Hi,
I write my own stacking software to process much dirtier source material from cheapo CCD based cameras. I have had good results using a "brightest pixel" stacking method and applying a single ( or averaged ) DFS reference frames to remove dead / stuck pixels. This method works well because you can stack hundreds of shorter exposures - each with vastly less noise - and get continuous star trails. SLRs, and other cameras with short shot to shot cycle times are much better candidates because the gap between frames is very short, and you can get a > 99.6% duty cycle using 30 second exposures, rather than the 50% duty cycle of in-camera DFS. So the very short gaps between shots where the trails dovetail is not noticeable, and the trails appear continuous in the stacked image.

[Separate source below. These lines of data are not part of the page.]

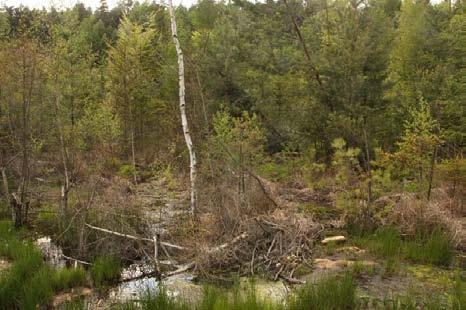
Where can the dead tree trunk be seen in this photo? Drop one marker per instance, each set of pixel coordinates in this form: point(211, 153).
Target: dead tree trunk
point(184, 119)
point(64, 154)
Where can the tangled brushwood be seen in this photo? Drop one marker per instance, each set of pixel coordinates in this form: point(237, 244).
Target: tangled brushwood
point(274, 244)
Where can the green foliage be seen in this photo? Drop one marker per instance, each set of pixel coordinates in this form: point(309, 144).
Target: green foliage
point(28, 282)
point(105, 270)
point(432, 248)
point(126, 171)
point(98, 127)
point(330, 293)
point(453, 172)
point(436, 249)
point(345, 162)
point(238, 140)
point(65, 278)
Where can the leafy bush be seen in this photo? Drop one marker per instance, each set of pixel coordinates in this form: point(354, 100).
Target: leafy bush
point(105, 270)
point(126, 171)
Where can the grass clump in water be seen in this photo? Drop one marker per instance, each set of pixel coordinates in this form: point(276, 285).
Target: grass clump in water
point(29, 282)
point(64, 279)
point(431, 248)
point(331, 293)
point(105, 270)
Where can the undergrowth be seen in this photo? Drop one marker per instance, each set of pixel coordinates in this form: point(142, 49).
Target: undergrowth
point(430, 248)
point(29, 282)
point(105, 271)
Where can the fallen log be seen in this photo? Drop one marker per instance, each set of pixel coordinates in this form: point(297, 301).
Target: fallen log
point(170, 245)
point(225, 245)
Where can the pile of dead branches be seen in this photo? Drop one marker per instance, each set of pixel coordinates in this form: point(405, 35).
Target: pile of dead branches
point(274, 244)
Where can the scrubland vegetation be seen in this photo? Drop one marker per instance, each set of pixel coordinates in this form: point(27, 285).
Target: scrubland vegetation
point(228, 140)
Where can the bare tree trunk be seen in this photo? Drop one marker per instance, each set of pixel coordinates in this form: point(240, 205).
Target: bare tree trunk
point(184, 120)
point(6, 192)
point(431, 174)
point(64, 154)
point(368, 167)
point(133, 155)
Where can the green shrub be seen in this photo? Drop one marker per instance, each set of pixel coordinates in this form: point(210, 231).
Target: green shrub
point(331, 293)
point(105, 270)
point(65, 278)
point(126, 171)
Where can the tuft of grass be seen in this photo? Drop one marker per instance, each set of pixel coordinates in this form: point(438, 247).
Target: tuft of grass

The only other "secret" to doing DFS in post processing is to use continuous shooting, and let the camera shoot for about 20 minutes prior to your actual shoot. This lets the sensor get up to temperature. Then you run a series of dark frames ( pop on lens cap ). Then your main series. Then more dark frames at the end. Since the sensor will have achieved a steady state temperature - the dark frames will properly correct the exposures in your series.
Do not underestimate the importance of letting the sensor get to a steady state temperature. This is a test run I did against a consumer P&S which shows almost 2 stop increase in noise as the camera heats up. If your dark frames were sampled when cold, they would under correct - severely.
http://www.vimeo.com/817772 So if you sample the dark frame after it warms up, it will provide better correction. Having the DFS reference frame shot when the sensor is a different temperature is one of the reasons people are unhappy with DFS done in post processing.